There are plenty of well-adjusted lesbians, but you won't find any of them in
The Killing of Sister George. In fact, the play's main character is the deranged middle-aged star of a British radio serial who keeps a pretty young thing around the house. The young woman's household duties involve more than making tea, as you'll discover in the Spotlighters Theatre production of Frank Marcus' comic-and-creepy melodrama.
The radio star, June Buckridge, keeps meek flatmate Alice "Childie" McNaught in a state of near-servitude, making her kiss the hem of June's garment, drink her bath water, and . . . well, you get the idea. It's a sicko scenario from the start, and it gets sicker when June learns that her radio character, named Sister George, is about to be killed off. To make matters worse, Mercy Croft, the formidable BBC official who brings June the bad news, shows an amorous interest in Alice, inviting to girl to move out of June's place and in with her. The stage is set for one heck of a catfight.
Best remembered for its 1968 movie version, Sister George seems truer to that period in its assumption that same-sex preference is a sure sign that characters are candidates for the loony bin. The play is also certifiably pre-Stonewall in the way it talks around rather than directly confronting its characters' lesbianism. (The "L" word is never uttered.) These women do a lot of shouting, but their love dare not speak its name.

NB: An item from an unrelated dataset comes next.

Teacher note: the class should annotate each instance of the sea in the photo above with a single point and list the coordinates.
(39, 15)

Outdated sexual politics aside, though, the production is easy to enjoy. The melodrama transpiring in June's flat is as extreme as anything in the radio soap opera in which she appears. It's a hoot watching the extent to which June identifies with Sister George in her off-the-air real life. Director Miriam Bazensky indulges the play's silliness but doesn't let it spill over into camp; she respects the drama within the comic melodrama. The actors--including Bethany Brown as June, Katherine Jaeger as Alice, and Linda Kent as Mercy--sometimes step on each other's lines and occasionally slip into caricature, but these are relatively minor missteps. They believe in Sister George, and you will too.